Welche Kommunikationsinstrumente eignen sich zur Kundenbindung?

Unsere empirische Untersuchung hat eine Vielzahl an Kommunikationsinstrumenten in der Baubranche ermittelt. Diese haben aus Kundenperspektive eine unterschiedlich hohe Bedeutung in den unterschiedlichen Bauprojektphasen (Abb. 3).

Die Analyse von sogenannten Best Practices in der Baubranche zeigt, dass vor allem die integrierte Nutzung der Kommunikationsinstrumente und die Vernetzung unterschiedlicher Kommunikationskanäle eine hohe Bedeutung hat. Eine besondere Bedeutung für die Erfüllung von Kundenbedürfnissen haben vor allem die Instrumente, die auf Vertrauensaufbau durch Kundendialog und Transparenz gerichtet sind und dem Kunden eine Stimme im Unternehmen verleihen.

Ein solches Beispiel stellt der Asphaltrechner dar. In allen Bauprojektphasen werden spezifische und relevante Kundenbedürfnisse erfüllt. In der Akquise ermöglicht der Asphaltrechner die bestmögliche Transparenz bei der Kalkulationserstellung und einen systematischen Angebotsvergleich zu geringstmöglichen Such- und Informationskosten (Abb. 4).

In der Ausführungsphase bietet der Asphaltrechner eine systematische Verwaltungsfunktion von Angeboten, Kostenvoranschlägen und Projekten und ermöglicht dem Kunden eine transparente Übersicht über die zentralen Leistungsdimensionen. In der Abschlussphase kann der Kunde die Termin- und Preisgarantien schnell prüfen und Feedback zu Verlauf und Abschluss des Projektes geben. Insgesamt bietet das digitale Angebot damit einen differenzierenden Kundennutzen entlang des gesamten Bauprojektprozesses und ermöglichet die Initiierung eines fortlaufenden Kontakts über das Kundenfeedback.

Welche Voraussetzungen müssen geschaffen werden?

Damit Bauunternehmen Kundenbeziehungen langfristig gestalten und Kunden binden müssen Voraussetzungen geschaffen werden, welche die Unternehmensstrategie, -organisation und –kultur betreffen.
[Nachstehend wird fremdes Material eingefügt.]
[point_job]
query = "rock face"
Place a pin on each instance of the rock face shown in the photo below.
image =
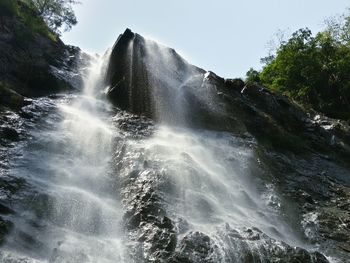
(32, 63)
(304, 155)
(153, 80)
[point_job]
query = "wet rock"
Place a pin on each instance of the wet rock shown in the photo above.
(9, 133)
(5, 228)
(34, 64)
(4, 210)
(235, 84)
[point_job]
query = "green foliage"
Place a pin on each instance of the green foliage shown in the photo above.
(8, 6)
(56, 13)
(313, 70)
(252, 76)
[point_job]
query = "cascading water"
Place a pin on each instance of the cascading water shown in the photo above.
(181, 191)
(209, 183)
(69, 208)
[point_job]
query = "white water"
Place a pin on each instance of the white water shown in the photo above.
(215, 174)
(74, 204)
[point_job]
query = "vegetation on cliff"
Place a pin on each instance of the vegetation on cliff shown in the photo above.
(312, 69)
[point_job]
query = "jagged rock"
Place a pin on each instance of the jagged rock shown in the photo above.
(295, 152)
(9, 133)
(33, 63)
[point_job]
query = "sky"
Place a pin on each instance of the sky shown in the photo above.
(224, 36)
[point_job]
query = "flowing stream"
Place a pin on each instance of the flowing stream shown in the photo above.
(70, 210)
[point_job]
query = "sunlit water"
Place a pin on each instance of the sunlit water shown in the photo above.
(70, 210)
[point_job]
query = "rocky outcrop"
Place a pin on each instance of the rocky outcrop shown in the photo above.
(33, 62)
(305, 156)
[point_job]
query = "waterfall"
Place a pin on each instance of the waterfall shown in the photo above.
(70, 211)
(162, 177)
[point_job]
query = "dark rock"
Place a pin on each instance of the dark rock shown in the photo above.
(4, 210)
(235, 84)
(9, 134)
(34, 63)
(5, 228)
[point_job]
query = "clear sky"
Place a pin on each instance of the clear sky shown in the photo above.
(225, 36)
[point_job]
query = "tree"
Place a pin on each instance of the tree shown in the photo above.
(56, 13)
(252, 76)
(313, 70)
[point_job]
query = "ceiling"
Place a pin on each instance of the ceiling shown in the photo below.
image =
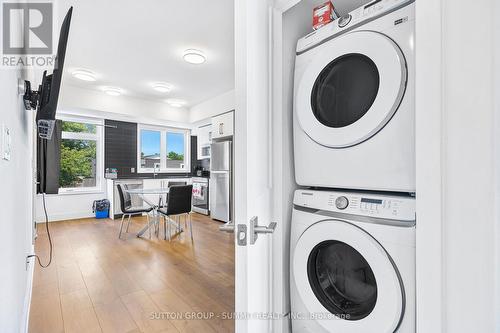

Hinsichtlich der strategischen Voraussetzungen ist der Fokus auf die Konsistenz von Ausrichtung und Einsatz der Kundenbeziehungsinstrumente durch die Unternehmensleitung sicherzustellen. Das bedeutet auch die Bereitstellung entsprechender Ressourcen finanzieller und personeller Art sowie die Zuweisung von Verantwortlichkeiten. Hierbei sind strukturelle Voraussetzungen zu schaffen, die auf eine Vernetzung von Kommunikationsinstrumenten zielen und digitale Plattformen schaffen, die von unterschiedlichen Beteiligten im Unternehmen und Kunden genutzt und gepflegt werden. Dies erfordert eine Überwindung des Silodenkens von unterschiedlichen Funktionen und Abteilungen. In kultureller Hinsicht muss die Kundenorientierung zentral in den Unternehmenswerten und der Identität der Unternehmensmarke glaubwürdig verankert werden.

Die aktive und kontinuierliche Kommunikationsleistung ist in allen Bauprojektphasen durch das Bauunternehmen zu gewährleisten und zu pflegen. Die sorgfältige Pflege von Kundenbeziehungen durch herausragende und differenzierende Kommunikation erfordert einen Perspektivwechsel aller beteiligten betrieblichen und technischen Funktionen im Bauunternehmen – Unternehmensführung, Projektleiter, Polier, Kundenmanager müssen Ihre Tätigkeit und Ihre Handlungen am Kundenbedürfnis orientieren. Kundenbeziehungsmanagement ist damit mehr als nur eine marktorientierte Unternehmenssteuerung, sondern eine ganzheitliche Aufgabe, die zentral durch die Unternehmensführung initiiert und fortlaufend gestaltet und moderiert wird.